Can a function be applied to itself?
The answer is no, if the axiom of foundation is accepted as part of set theory. (If it isn't, then this question possibly becomes much more difficult and interesting, and too difficult for me.)
For assume we have a pair $(f,y)$ that belongs to $f$. We have $(f,y) = \{ \{f\},\{f,y\} \}$ Then:
$$f \in \{ f \} \in (f,y) \in f$$
Thus the nonempty set $C = \{ f, \{f\}, (f,y) \}$ doesn't have an $\in$-minimal element. That is, there is no element $x$ of $C$ such that $x \cap C = \emptyset$. This contradicts the axiom of foundation.
As several people have pointed out, this is impossible when we view a function as a "set of ordered pairs". But, if we view a function instead as an algorithm, then it is perfectly possible.
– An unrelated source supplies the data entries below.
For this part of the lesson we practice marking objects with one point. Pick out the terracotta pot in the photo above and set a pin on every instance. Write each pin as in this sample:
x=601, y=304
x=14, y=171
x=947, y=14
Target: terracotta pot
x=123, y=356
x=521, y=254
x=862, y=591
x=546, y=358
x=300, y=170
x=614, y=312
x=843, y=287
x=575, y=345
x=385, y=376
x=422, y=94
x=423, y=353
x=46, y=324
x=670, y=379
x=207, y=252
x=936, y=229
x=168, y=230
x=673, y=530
For example, I can write a python program that takes a string of characters as input and returns the number of characters in the string. I can then apply this program to itself to determine how many characters it has.
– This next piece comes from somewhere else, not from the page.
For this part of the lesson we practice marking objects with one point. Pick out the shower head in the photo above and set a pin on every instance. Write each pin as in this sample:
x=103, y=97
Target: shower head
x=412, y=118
This concept is pushed to the limit in functional programming languages such as Scheme and in the untyped $\lambda$ calculus. These languages eliminate the difference between "code" and "data".
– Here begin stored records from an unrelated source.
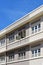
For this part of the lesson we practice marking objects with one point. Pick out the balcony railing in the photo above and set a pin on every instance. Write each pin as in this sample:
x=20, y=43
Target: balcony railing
x=25, y=41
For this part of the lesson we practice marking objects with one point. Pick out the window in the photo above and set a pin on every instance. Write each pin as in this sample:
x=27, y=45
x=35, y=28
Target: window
x=21, y=54
x=11, y=37
x=35, y=52
x=21, y=34
x=32, y=29
x=2, y=42
x=11, y=56
x=36, y=28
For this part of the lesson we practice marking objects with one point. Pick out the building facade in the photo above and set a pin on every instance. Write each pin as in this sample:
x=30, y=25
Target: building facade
x=21, y=43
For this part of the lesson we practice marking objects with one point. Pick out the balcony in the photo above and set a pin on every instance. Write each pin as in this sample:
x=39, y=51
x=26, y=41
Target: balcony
x=25, y=41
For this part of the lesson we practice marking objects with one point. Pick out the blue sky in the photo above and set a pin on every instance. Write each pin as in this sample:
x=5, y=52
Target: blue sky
x=11, y=10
One challenge in finding semantic models for these languages is the set theoretic difficulties mentioned above. But there are, in fact, semantic models for these languages. This is what user322483 referred to in his or her answer.
Yes, see http://en.wikipedia.org/wiki/Domain_theory .
It will not work for the set theoretic definition of a function $f: A\to B \in B^A$ since $B^A \cap A = \emptyset$ when constructed in the category $\cal Set$. This construction is possible in the category of domains, though.
A function $f:A\to B$ can be seen as an element of the set $B^A$. For a function to act on itself, we need a map $g:B^A\to A$. We would also want this map to be a bijection, so that elements of $B^A$ are identified with elements of $A$.
This would require $|B|^{|A|}=|A|$, so $|A|=1$ and $|B|\in\{0,1\}$.
If we have $\mathbb{id}:\{\mathbb{1}\}\to\{\mathbb{1}\}$, given by $\mathbb{1}\mapsto\mathbb{id}(\mathbb{1})=\mathbb{1}$. If we identify $\mathbb{id}$ with $\mathbb{1}$, then $\mathbb{1}(\mathbb{1})=\mathbb{1}$ makes some amount of sense.
So the answer is no, except in some way for trivial cases.